I'm sorry to bring back a question from ages ago, but it came as reference in a newer one and it looks to me like it might cause some misunderstandings.
The calculations that Nick Cox gave are absolutely correct when computing the Gini index of the features, and help give us information about the features and their homogeneity.
However, based on the fact that your dataset has a Target variable, that you speak of using Instance as attribute test condition and that you name at the end the information gain, it would be easy to think that you have a Classification Tree problem, and that the goal is finding the Gini decrease (equivalent to the Information Gain) when splitting (testing) on the features . I will therefore give an alternative answer to the question, that will serve as reference for Gini computation in case of Classification Trees.
In this sense, the computations would be different.
As a first step, you would need to compute the Gini index of the starting dataset. It has 4 positives and 5 negatives and therefore it is: $$GiniStart = 1-(\frac{4}{9})^2 - (\frac{5}{9})^2 \sim 0.4938$$
If we split on $a_1$ we obtain the node $T$ that has three positive instances and a negative one, and node $F$ that has one positive instance and four negative ones.
$$Gini_T = 1-(\frac{3}{4})^2 - (\frac{1}{4})^2 = 0.375$$
$$Gini_F = 1-(\frac{1}{5})^2 - (\frac{4}{5})^2 = 0.32$$
$$\Delta Gini_{a_1} = GiniStart - \frac{4}{9}Gini_T -\frac{5}{9}Gini_N \sim 0.149 $$
If we split on $a_2$ we obtain the node $T$ that has 2 positive instances and 3 negative ones, and node $F$ that has 2 positive instances and 2 negative ones.
$$Gini_T = 1-(\frac{2}{5})^2 - (\frac{3}{5})^2 = 0.48$$
$$Gini_F = 1-(\frac{2}{4})^2 - (\frac{2}{4})^2 = 0.5$$
$$\Delta Gini_{a_2} = GiniStart - \frac{5}{9}Gini_T -\frac{4}{9}Gini_N \sim 0.005$$
$a_3$ is instead a numeric variables (even though you could treat it as categorical), and as such we would need to evaluate every possible split in their range (which I am of course not going to do) and choose the best one.

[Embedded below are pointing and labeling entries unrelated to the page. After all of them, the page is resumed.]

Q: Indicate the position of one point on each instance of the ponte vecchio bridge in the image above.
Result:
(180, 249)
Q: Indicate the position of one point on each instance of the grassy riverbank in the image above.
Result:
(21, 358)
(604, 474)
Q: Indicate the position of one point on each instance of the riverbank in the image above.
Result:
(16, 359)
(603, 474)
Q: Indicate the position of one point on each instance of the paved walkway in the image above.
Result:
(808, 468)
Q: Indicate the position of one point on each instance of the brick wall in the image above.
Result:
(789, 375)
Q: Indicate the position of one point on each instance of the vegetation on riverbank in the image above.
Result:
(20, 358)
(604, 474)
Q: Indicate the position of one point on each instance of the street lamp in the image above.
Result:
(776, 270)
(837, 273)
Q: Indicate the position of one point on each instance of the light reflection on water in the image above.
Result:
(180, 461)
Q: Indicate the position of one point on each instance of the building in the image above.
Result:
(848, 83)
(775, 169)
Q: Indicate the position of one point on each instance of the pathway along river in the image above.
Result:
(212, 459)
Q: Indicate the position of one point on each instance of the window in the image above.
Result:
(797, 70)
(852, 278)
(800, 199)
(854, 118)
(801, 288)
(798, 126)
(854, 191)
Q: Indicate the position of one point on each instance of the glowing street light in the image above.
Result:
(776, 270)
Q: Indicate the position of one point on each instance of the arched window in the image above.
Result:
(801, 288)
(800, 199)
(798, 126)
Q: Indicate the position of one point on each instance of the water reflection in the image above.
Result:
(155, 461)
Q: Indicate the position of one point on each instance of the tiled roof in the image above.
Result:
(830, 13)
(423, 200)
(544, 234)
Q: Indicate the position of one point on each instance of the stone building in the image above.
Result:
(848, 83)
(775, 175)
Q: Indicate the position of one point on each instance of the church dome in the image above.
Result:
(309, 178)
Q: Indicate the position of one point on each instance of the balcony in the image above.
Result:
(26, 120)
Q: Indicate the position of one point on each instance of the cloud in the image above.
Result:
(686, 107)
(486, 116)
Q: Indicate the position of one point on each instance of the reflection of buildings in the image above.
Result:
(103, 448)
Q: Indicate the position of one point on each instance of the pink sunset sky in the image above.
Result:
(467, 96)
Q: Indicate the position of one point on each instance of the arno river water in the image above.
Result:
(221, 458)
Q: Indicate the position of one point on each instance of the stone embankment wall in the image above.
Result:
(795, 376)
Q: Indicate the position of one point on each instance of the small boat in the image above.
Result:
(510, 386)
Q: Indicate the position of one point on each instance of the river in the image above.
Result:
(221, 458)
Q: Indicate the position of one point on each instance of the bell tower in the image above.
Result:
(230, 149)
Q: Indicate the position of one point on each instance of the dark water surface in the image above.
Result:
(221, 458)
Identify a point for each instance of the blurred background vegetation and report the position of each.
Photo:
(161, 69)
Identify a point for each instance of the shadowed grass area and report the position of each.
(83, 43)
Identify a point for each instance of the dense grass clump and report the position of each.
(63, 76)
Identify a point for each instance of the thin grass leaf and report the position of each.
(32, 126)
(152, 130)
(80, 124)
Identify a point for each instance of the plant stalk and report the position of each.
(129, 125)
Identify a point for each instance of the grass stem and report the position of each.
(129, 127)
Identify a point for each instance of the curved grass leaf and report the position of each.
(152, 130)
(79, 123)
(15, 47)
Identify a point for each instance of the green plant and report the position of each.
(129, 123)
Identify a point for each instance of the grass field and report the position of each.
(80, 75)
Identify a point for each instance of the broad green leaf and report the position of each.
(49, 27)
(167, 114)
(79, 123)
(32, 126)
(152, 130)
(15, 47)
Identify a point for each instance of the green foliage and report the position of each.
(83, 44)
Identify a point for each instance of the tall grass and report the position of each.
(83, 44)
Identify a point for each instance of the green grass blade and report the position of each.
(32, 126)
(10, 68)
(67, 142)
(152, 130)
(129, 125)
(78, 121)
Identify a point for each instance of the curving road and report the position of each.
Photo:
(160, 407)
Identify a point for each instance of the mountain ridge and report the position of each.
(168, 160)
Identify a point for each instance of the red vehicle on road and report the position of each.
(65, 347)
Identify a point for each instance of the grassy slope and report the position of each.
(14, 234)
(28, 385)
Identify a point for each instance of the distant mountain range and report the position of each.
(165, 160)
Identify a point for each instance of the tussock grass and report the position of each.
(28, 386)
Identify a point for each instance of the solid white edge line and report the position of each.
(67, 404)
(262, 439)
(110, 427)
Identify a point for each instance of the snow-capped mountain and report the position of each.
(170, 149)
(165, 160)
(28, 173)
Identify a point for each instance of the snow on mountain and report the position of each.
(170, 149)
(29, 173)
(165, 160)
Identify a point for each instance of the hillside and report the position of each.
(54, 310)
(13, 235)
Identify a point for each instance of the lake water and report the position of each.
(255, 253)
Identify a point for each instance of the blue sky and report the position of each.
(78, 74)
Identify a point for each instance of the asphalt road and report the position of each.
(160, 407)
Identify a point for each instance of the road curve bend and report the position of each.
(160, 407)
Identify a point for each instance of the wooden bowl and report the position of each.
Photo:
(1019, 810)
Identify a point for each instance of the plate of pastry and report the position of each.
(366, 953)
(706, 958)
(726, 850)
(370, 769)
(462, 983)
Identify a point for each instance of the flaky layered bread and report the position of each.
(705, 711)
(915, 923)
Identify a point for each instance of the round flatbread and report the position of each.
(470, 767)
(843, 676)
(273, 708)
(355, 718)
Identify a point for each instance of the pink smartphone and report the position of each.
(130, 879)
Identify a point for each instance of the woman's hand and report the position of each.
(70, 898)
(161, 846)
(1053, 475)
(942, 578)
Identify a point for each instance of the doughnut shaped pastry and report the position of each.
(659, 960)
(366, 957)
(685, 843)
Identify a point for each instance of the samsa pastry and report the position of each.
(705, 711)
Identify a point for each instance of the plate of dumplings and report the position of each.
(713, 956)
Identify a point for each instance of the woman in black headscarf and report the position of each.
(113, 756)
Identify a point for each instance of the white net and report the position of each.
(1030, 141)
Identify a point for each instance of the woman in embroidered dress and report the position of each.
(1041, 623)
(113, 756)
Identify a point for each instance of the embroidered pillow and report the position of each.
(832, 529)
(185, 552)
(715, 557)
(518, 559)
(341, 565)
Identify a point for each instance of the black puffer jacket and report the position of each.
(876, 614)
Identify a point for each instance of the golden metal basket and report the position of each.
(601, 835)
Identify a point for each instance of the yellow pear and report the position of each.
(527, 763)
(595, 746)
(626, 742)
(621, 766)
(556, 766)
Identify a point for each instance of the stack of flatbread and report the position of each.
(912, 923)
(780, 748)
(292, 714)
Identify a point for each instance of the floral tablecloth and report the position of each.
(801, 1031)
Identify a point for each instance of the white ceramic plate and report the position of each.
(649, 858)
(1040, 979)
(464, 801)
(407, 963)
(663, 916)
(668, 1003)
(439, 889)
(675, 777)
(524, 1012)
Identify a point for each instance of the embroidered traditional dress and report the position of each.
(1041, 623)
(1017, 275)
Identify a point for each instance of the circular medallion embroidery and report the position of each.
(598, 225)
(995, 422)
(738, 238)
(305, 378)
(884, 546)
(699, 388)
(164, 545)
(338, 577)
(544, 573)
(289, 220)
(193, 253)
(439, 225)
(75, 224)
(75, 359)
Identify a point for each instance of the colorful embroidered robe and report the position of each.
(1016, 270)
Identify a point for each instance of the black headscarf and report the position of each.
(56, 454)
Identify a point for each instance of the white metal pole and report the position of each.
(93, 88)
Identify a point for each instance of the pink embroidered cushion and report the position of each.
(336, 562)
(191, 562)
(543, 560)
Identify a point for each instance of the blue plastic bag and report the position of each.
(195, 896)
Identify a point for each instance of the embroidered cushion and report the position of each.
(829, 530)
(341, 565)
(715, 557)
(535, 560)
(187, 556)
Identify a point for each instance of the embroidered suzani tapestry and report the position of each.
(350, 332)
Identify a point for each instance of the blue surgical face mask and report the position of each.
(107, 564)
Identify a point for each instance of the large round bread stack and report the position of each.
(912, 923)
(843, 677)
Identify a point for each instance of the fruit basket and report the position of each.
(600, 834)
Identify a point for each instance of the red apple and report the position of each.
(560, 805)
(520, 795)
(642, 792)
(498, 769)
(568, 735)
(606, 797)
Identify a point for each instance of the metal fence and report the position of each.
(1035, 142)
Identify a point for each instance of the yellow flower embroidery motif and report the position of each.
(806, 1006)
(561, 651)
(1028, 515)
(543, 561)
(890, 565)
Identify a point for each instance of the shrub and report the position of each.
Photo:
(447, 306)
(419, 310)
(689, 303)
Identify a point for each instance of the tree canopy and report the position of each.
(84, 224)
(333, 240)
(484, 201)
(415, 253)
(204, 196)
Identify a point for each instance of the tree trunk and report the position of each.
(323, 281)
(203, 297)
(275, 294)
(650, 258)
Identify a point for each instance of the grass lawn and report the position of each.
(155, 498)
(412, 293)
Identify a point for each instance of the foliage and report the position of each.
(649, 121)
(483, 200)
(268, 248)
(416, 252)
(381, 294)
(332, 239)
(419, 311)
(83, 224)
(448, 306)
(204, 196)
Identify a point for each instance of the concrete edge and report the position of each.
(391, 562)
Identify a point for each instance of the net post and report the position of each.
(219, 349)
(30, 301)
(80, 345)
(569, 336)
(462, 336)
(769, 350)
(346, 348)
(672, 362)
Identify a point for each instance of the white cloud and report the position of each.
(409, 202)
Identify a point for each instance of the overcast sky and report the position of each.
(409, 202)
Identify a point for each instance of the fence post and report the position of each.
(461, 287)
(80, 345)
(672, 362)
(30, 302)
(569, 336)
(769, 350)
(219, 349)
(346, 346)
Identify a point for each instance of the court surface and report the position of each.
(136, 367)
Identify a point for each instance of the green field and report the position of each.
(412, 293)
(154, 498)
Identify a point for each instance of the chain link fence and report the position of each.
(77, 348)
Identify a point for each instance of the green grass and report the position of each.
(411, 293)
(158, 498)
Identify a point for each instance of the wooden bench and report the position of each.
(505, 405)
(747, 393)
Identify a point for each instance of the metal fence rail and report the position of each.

As an example, imagine splitting $a_3$ in $4.5$. Then we would have the "Low Values" node, with 2 positives and a negative, and the "High Values" node, with 2 poisitives and 4 negatives.
$$Gini_{LV} = 1-(\frac{2}{3})^2 - (\frac{1}{3})^2 = 0.44$$
$$Gini_{HV} = 1-(\frac{2}{6})^2 - (\frac{4}{6})^2 = 0.44$$
$$\Delta Gini_{a_3} = GiniStart - \frac{3}{9}Gini_{LV} -\frac{6}{9}Gini_{HV} \sim 0.049$$
- Finally $Instance$. If we consider it as categorical, the variable is totally sparse, and it allows us to split it into groups ${1,2,4,8}$ and ${3,5,6,7,9}$, that would both have a Gini of $0$ since they are pure. The Gini increase would therefore be the Gini of the parent node.
However, attributes like $Instance$ are completely sparse and have no predicting power on new data (every new entry will have a different instance number), and for this reason are usually excluded. Alternatively, one can use the Gini ratio for the splits. That is, weight the Gini decreases by the inverse of the Gini coefficient of the attributes (this time, it's the ones computed by Nick!). This way, importance of sparse variables such as $Instance$ is reduced by the fact that their Gini coefficient is very high.
Please mind that my answer is not in contradiction with Nick's, but it is simply answering a different question, since it might have been also interpreted differently.
PS: just for clarification, as the information gain term was used: Information Gain is almost equivalent to difference in Gini index, and it is computed as difference in Entropy.